Right now, as a community, Albuquerque is in its own golden opportunity. At this very moment, thousands of people are awaiting this chance — along with their families and their loved ones. Over the next 20 years, Albuquerque and Bernalillo County will receive $150 million in opioid settlement funds — a rare opportunity to expand the full treatment spectrum, recovery services and staffing to support essential program operations. A joint city-county task force has outlined strategic, evidence-based recommendations to take action now.
The City Council has a rare chance to fund long-overdue programs for those facing homelessness, substance use and limited access to health care. However, the latest proposal from the City Council would allocate $10 million for the construction of yet another building — delaying life-saving services for years.
Ask any business owner, frontline worker or emergency responder, and they’ll tell you the truth: We don’t need more buildings — we need direct services. We need peer counseling programs that reach teenagers and young adults in their most vulnerable years — building protective factors, fostering resilience and reducing the risks that lead to substance use. We need overdose prevention kits in the hands of first responders. We need immediate investment in treatment, outreach and recovery support. We need to fund the people and programs that can turn the tide of this crisis — not more ribbon cuttings.
Many of us have good reason to feel unsure if real interventions will ever manifest as the city has already spent millions on infrastructure: a medical sobering center, a brand-new Community Safety Department and more. But buildings don’t help people recover — connection, relationships, case management, peer support and access to care do.

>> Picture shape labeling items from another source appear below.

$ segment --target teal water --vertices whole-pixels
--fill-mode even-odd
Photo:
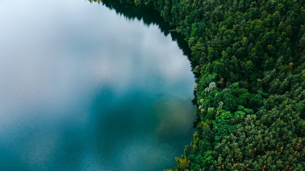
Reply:
[[[175,166],[194,79],[172,29],[116,3],[0,0],[0,170]]]

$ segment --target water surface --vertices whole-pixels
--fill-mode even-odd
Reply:
[[[157,13],[0,0],[1,170],[163,170],[192,139],[194,75]]]

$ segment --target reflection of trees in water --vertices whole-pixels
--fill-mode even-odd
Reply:
[[[123,16],[129,20],[142,20],[145,24],[149,26],[151,24],[158,26],[161,32],[164,35],[168,36],[170,33],[172,40],[176,42],[179,48],[182,50],[183,54],[191,57],[191,51],[187,43],[184,39],[183,36],[175,32],[170,32],[176,28],[170,26],[164,21],[160,13],[156,11],[147,8],[139,8],[134,5],[126,4],[121,4],[117,2],[100,0],[88,0],[90,2],[97,2],[102,3],[103,5],[110,9],[114,9],[118,15]],[[192,65],[192,66],[193,65]]]
[[[171,27],[169,24],[166,23],[163,18],[160,16],[157,11],[153,9],[139,8],[134,5],[126,4],[121,4],[117,2],[100,0],[88,0],[92,2],[102,3],[110,9],[114,9],[118,15],[123,16],[125,18],[129,20],[134,20],[136,19],[138,20],[142,20],[145,25],[148,26],[151,24],[158,26],[159,29],[164,35],[167,36],[170,33],[172,40],[177,42],[178,47],[181,49],[183,54],[190,58],[191,55],[191,50],[188,47],[187,42],[184,39],[183,36],[176,32],[170,32],[170,30],[174,30],[175,28]],[[192,69],[196,66],[195,64],[191,62]],[[198,73],[194,73],[195,77],[199,76]],[[194,99],[192,101],[194,105],[197,104],[197,99],[196,97],[196,92],[194,91]],[[198,107],[198,106],[197,106]],[[194,123],[194,127],[197,126],[197,124],[200,119],[198,119],[196,122]]]

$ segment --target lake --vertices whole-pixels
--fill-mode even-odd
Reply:
[[[183,37],[147,9],[0,0],[3,171],[156,171],[192,139]]]

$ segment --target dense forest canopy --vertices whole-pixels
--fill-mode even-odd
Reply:
[[[305,1],[116,0],[160,12],[197,65],[200,120],[171,170],[305,170]]]

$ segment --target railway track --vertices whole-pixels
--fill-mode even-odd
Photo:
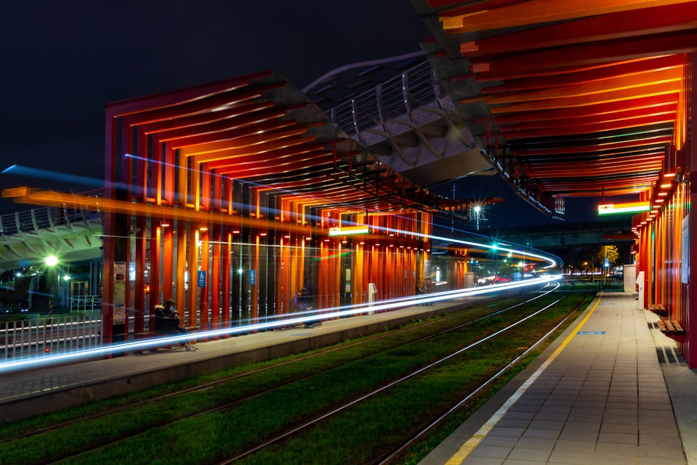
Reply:
[[[269,451],[274,453],[273,451],[275,448],[282,448],[283,444],[293,441],[302,442],[302,436],[308,434],[307,432],[319,429],[321,424],[332,421],[347,411],[369,402],[371,399],[384,396],[388,393],[392,395],[395,390],[412,380],[427,379],[425,373],[442,369],[443,365],[456,363],[461,354],[496,337],[500,337],[501,335],[523,325],[525,321],[531,321],[555,303],[548,303],[544,305],[535,304],[535,308],[528,307],[533,303],[544,300],[553,291],[551,289],[544,291],[537,289],[525,296],[505,299],[506,303],[503,305],[460,312],[422,322],[419,325],[409,326],[350,344],[342,344],[331,349],[307,354],[282,363],[268,364],[263,367],[248,369],[244,373],[233,373],[186,389],[167,392],[138,402],[131,402],[128,405],[116,406],[104,411],[76,417],[60,424],[45,425],[33,431],[6,435],[0,443],[0,446],[6,450],[6,457],[13,457],[12,449],[31,447],[31,444],[36,442],[45,445],[52,438],[74,434],[77,430],[90,429],[91,431],[98,431],[98,427],[95,428],[95,425],[104,423],[112,425],[128,425],[128,427],[123,431],[114,427],[109,429],[107,434],[83,434],[79,443],[74,443],[63,452],[58,450],[47,452],[43,457],[37,457],[31,463],[49,463],[56,459],[70,463],[82,463],[91,462],[95,457],[102,457],[100,460],[108,459],[105,457],[117,453],[115,451],[119,447],[127,450],[143,450],[144,447],[147,448],[148,445],[151,446],[153,434],[156,436],[162,432],[174,432],[178,429],[187,430],[192,427],[191,425],[205,425],[207,422],[213,423],[210,419],[220,417],[231,419],[237,417],[236,420],[231,421],[233,424],[241,425],[245,424],[245,418],[249,418],[244,416],[245,412],[259,411],[261,414],[261,411],[269,410],[268,404],[272,402],[271,399],[288,398],[287,396],[292,396],[293,392],[296,395],[298,392],[307,392],[313,386],[329,386],[328,389],[335,389],[335,394],[332,392],[329,397],[325,396],[322,402],[312,400],[310,395],[307,394],[306,402],[300,403],[300,407],[304,406],[305,409],[298,408],[298,402],[293,404],[293,408],[291,408],[290,404],[281,409],[277,405],[272,406],[271,410],[276,412],[273,416],[277,418],[279,425],[275,429],[271,428],[270,434],[259,434],[258,432],[252,432],[251,437],[240,437],[236,445],[231,445],[233,453],[230,453],[230,451],[223,454],[213,452],[210,457],[204,461],[206,463],[231,463],[238,461],[265,463],[263,457],[269,453]],[[503,319],[503,319],[502,316],[507,313],[514,313],[511,310],[516,310],[515,313],[521,314],[517,318],[512,319],[514,320],[512,323],[509,321],[503,321]],[[558,322],[556,324],[558,326],[562,323]],[[483,333],[486,335],[481,335]],[[466,344],[454,351],[452,350],[452,344],[459,343],[458,340],[464,340],[465,336],[470,334],[476,335],[476,337],[468,339]],[[443,344],[442,350],[438,349],[434,351],[438,356],[418,356],[420,351],[423,351],[422,348],[433,347],[437,344]],[[388,369],[387,364],[380,365],[380,369],[375,369],[375,373],[368,376],[369,381],[367,381],[364,385],[359,384],[357,387],[356,385],[351,384],[346,386],[345,389],[339,388],[342,386],[337,388],[331,386],[330,380],[332,378],[335,384],[336,379],[351,376],[351,370],[357,369],[357,367],[365,367],[367,364],[369,366],[372,358],[377,360],[375,363],[379,365],[384,363],[379,361],[380,356],[388,353],[394,355],[395,353],[398,354],[398,358],[399,353],[417,355],[413,357],[415,360],[413,364],[408,364],[409,366],[401,367],[399,370]],[[470,390],[472,390],[470,388]],[[191,399],[194,398],[194,409],[185,406],[190,405]],[[454,407],[451,406],[450,408]],[[442,414],[439,413],[440,415]],[[127,420],[137,417],[139,418],[137,421],[129,422]],[[141,421],[143,418],[148,418],[152,420]],[[256,420],[252,418],[250,421],[254,422]],[[261,422],[265,424],[263,421]],[[419,427],[422,429],[424,424],[436,422],[431,418],[422,418],[419,422]],[[164,434],[167,434],[166,432]],[[420,433],[416,436],[422,436],[425,433]],[[411,432],[410,437],[414,436],[415,434]],[[390,460],[390,457],[401,453],[404,444],[411,442],[413,441],[410,439],[408,441],[401,441],[399,446],[391,444],[389,450],[381,450],[377,456],[381,457],[380,460],[383,459],[383,457],[387,457],[384,459]],[[261,458],[255,459],[254,456],[259,454],[261,455],[259,457]],[[259,459],[261,462],[259,462]],[[374,461],[374,458],[372,457],[371,460]],[[134,463],[157,463],[147,453],[140,457],[133,457],[130,461]],[[181,463],[190,464],[192,462],[190,458],[188,461],[184,459]],[[194,462],[198,463],[198,460]],[[21,463],[29,462],[22,460]]]

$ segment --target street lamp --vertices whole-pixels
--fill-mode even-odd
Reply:
[[[58,257],[49,255],[44,262],[48,266],[48,316],[50,318],[53,314],[53,268],[58,264]]]

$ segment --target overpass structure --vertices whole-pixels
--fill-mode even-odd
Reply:
[[[18,196],[102,208],[107,339],[125,311],[142,330],[143,309],[164,296],[185,301],[191,323],[227,324],[231,312],[284,312],[305,284],[322,305],[358,302],[376,282],[378,297],[411,293],[428,268],[432,218],[466,222],[473,205],[429,187],[498,173],[555,218],[569,197],[645,203],[631,231],[641,300],[682,323],[676,340],[697,366],[696,2],[411,5],[434,35],[420,52],[303,89],[264,72],[111,104],[99,207]],[[369,235],[341,234],[346,226]]]

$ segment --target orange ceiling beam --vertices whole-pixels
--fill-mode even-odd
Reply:
[[[642,97],[653,97],[671,93],[677,94],[680,92],[682,88],[682,82],[680,81],[659,82],[657,84],[649,84],[641,87],[622,89],[610,92],[600,92],[598,93],[560,97],[558,98],[551,98],[546,100],[527,101],[513,105],[502,105],[498,107],[491,107],[491,112],[494,114],[500,114],[516,112],[537,112],[541,110],[558,109],[560,108],[583,107],[598,103],[622,102],[623,100],[634,100]],[[677,97],[676,96],[673,98],[677,99]]]
[[[590,16],[505,36],[465,41],[460,44],[460,52],[468,56],[510,54],[636,35],[664,33],[694,29],[696,25],[697,8],[676,3]]]
[[[679,94],[666,93],[650,97],[638,97],[634,99],[623,100],[621,107],[617,103],[596,103],[583,107],[574,107],[559,109],[535,112],[534,113],[512,113],[509,114],[497,115],[493,121],[503,125],[545,121],[551,123],[558,120],[574,120],[583,121],[585,119],[593,116],[608,116],[618,112],[645,112],[648,114],[655,112],[662,112],[666,108],[672,107],[677,109]]]
[[[647,56],[689,53],[697,49],[697,32],[679,31],[671,35],[639,36],[615,41],[583,43],[552,49],[543,49],[529,53],[495,59],[473,58],[470,68],[475,73],[506,73],[514,76],[539,68],[560,68],[612,63]]]
[[[535,148],[526,151],[512,151],[513,155],[526,155],[528,156],[539,156],[545,155],[556,155],[560,153],[592,153],[600,151],[617,150],[618,148],[626,148],[631,147],[644,147],[650,145],[665,145],[667,146],[673,140],[671,136],[650,135],[643,137],[636,137],[631,141],[607,139],[602,142],[597,142],[596,144],[589,145],[580,145],[569,147],[555,147],[553,148]]]
[[[675,103],[667,103],[664,105],[654,107],[651,108],[641,108],[634,109],[621,109],[612,113],[603,113],[601,114],[590,114],[579,117],[557,118],[551,120],[533,120],[525,123],[516,123],[501,125],[499,131],[503,135],[508,132],[515,133],[519,131],[526,131],[537,129],[548,129],[552,128],[580,128],[581,126],[590,127],[593,125],[603,123],[614,123],[634,120],[647,116],[664,116],[675,121],[677,115],[677,108]],[[499,121],[497,120],[497,123]]]
[[[632,128],[643,128],[650,125],[674,124],[675,114],[666,113],[659,115],[641,116],[635,118],[620,119],[612,121],[599,121],[588,124],[567,125],[539,129],[513,129],[502,131],[508,138],[553,137],[571,135],[592,134]]]
[[[682,54],[651,57],[629,61],[618,61],[610,63],[608,66],[592,70],[581,69],[576,72],[567,70],[563,73],[538,76],[534,79],[528,77],[509,79],[506,80],[505,84],[483,87],[482,93],[488,95],[525,92],[541,89],[603,82],[607,79],[633,77],[638,75],[652,73],[671,68],[682,70],[684,69],[684,56]]]
[[[449,33],[489,31],[690,2],[687,0],[530,0],[487,9],[488,3],[479,3],[482,6],[479,11],[466,15],[441,13],[440,20],[443,30]]]
[[[682,66],[675,66],[660,71],[637,74],[632,76],[611,77],[603,80],[579,84],[572,86],[560,86],[539,91],[508,93],[502,96],[492,96],[486,98],[489,105],[516,103],[558,98],[569,98],[585,96],[600,95],[650,85],[675,83],[672,89],[677,90],[682,84],[684,70]]]

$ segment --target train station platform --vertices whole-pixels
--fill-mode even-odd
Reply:
[[[312,328],[300,326],[217,340],[199,340],[199,350],[195,351],[186,351],[183,347],[158,349],[125,356],[100,357],[62,365],[36,365],[20,371],[0,371],[0,422],[25,418],[236,365],[298,353],[494,298],[496,297],[493,295],[464,297],[458,298],[455,304],[447,302],[432,307],[414,305],[340,318],[323,321]],[[157,344],[151,346],[153,345]]]
[[[599,294],[420,465],[697,464],[697,373],[638,307]]]
[[[486,301],[487,299],[483,299]],[[38,367],[0,375],[10,421],[259,362],[469,307],[408,307],[183,349]],[[599,294],[526,369],[422,462],[422,465],[697,464],[697,373],[636,294]]]

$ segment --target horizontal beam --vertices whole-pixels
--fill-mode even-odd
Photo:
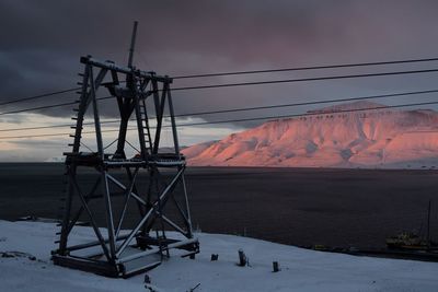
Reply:
[[[162,77],[162,75],[155,75],[154,72],[146,72],[137,69],[131,69],[129,67],[122,67],[118,65],[115,65],[114,62],[111,61],[100,61],[97,59],[92,58],[91,56],[88,57],[81,57],[81,62],[82,63],[88,63],[94,67],[107,69],[111,71],[116,71],[118,73],[124,73],[124,74],[131,74],[134,73],[136,77],[149,79],[149,80],[155,80],[159,82],[164,82],[164,83],[172,83],[172,78],[170,77]]]

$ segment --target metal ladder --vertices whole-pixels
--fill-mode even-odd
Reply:
[[[142,135],[145,137],[145,149],[148,150],[149,154],[152,154],[152,138],[149,128],[148,112],[146,110],[146,100],[140,101],[140,119]]]

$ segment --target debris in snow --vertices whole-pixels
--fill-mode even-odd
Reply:
[[[247,258],[243,249],[239,249],[239,266],[244,267],[247,264]]]
[[[278,261],[273,261],[273,272],[280,271],[280,265]]]
[[[218,260],[219,255],[218,254],[211,254],[211,261]]]
[[[197,285],[195,285],[194,288],[192,288],[191,290],[188,290],[187,292],[193,292],[195,291],[195,289],[197,289],[200,285],[200,283],[198,283]]]

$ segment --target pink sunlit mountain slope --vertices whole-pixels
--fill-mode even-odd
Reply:
[[[185,149],[189,165],[290,167],[435,167],[438,113],[429,109],[333,113],[384,107],[336,105],[312,116],[267,121],[220,141]]]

Our community’s ability to care for its people — all of them — is the beating heart of this state. We are better than this. The golden opportunity is now, and we cannot afford to delay. The City Council must hear from us — business owners, families and community members who live with the consequences of substance use every day. These settlement funds must go where they will make the most difference: into services, treatment, and prevention efforts that will save lives and strengthen our community.
On second thought, maybe I’ll leave you with just one statistic after all: In the time it took me to write this op-ed, nearly four more families lost a loved one to a preventable overdose. How many more people must we lose before we act?